Kesadaran atas pendidikan sebagai hak, yang belum muncul di kalangan masyarakat. Tidak hanya berada pada tingkat ‘majikan’ namun juga keluarga anak dan masyarakat sekitar tempat tinggal si anak. Pendidikan sebagai hak lebih dipandang sebagai suatu isu mengenai HAM yang tidak lekat dengan kehidupan masyarakat, terutama masyarakat miskin. Karena itu dalam pemenuhan hak pendidikan untuk para pekerja anak, terutama di sektor informal dan industry rumah tangga, perlu dipikirkan bentuk pendidikan yang sesuai dengan kebutuhan dan kemampuan para pekerja anak, dengan melihat persoalan sehari-hari yang mereka hadapi. Persoalan lemahnya ekonomi keluarga, sehingga memaksa anak untuk bekerja menambahi ekonomi keluarga, akan bersentuhan dengan hak atas standar kehidupan yang memadai (Pasal 25, DUHAM), dimana kebanyakan keluarga di Indonesia memiliki penghasilan dibawah 2 dollar per hari.
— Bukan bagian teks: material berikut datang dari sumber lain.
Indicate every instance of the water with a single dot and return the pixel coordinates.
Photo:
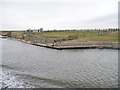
(25, 65)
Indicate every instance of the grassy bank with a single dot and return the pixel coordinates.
(82, 36)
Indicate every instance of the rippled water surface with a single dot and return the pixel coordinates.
(33, 66)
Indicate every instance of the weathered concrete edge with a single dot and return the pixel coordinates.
(72, 47)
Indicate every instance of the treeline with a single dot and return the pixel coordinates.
(110, 29)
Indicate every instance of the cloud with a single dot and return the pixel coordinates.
(58, 14)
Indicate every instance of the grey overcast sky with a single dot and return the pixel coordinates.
(58, 14)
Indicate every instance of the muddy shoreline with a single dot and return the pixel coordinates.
(80, 45)
(84, 46)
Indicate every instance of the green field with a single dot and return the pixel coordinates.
(89, 35)
(82, 35)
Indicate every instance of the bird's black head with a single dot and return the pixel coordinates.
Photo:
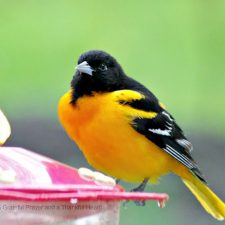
(97, 71)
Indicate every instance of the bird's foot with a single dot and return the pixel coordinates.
(139, 188)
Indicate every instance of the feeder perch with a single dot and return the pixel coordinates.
(37, 190)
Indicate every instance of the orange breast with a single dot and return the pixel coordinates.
(101, 128)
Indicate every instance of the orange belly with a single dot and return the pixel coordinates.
(101, 128)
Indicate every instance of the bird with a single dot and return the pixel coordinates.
(124, 131)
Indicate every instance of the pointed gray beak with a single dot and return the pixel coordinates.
(84, 68)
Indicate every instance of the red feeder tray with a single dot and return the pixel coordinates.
(38, 190)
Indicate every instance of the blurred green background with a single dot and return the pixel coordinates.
(176, 48)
Dan juga bersentuhan dengan hak atas jaminan sosial dan ekonomi (Pasal 22, DUHAM), dimana seharusnya ekonomi keluarga dan sistem sosial terkecil yaitu keluarga dijamin oleh negara.

Oleh karena itu, dalam upaya pemenuhan hak pendidikan untuk para pekerja anak, dibutuhkan kerjasama antara sektor sosial dan ekonomi. Perusahaan atau institusi apapun yang mempekerjakan anak-anak, seharusnya menjamin hak ekonomi, pendidikan dan sosial sekaligus. Dan pemerintah seharusnya juga menjamin ketiganya, agar si anak-anak tidak terjebak dalam suatu pekerjaan selain pekerjaan di rumahnya, yang seringkali mengeksploitasi mereka. Kemudian peran lembaga sosial atau swadaya masyarakat, sebagai perwakilan dari masyarakat sipil, juga seharusnya menjamin ketiga hal tersebut. Mereka dapat bekerjasama dengan kedua pihak yaitu perusahaan dan pemerintah. Atau menyelenggarakan secara swadaya, unit ekonomi bagi masyarakat miskin, lembaga pendidikan yang gratis atau murah, dan menjaga keseimbangan sosial. Misalnya dengan melakukan penyadaran mengenai jaminan hak ekonomi, sosial dan pendidikan di masyarakat. Tanpa langkah nyata, pendidikan sebagai hak kemudian hanya menjadi impian semata, terutama bagi pemenuhan Hak Anak.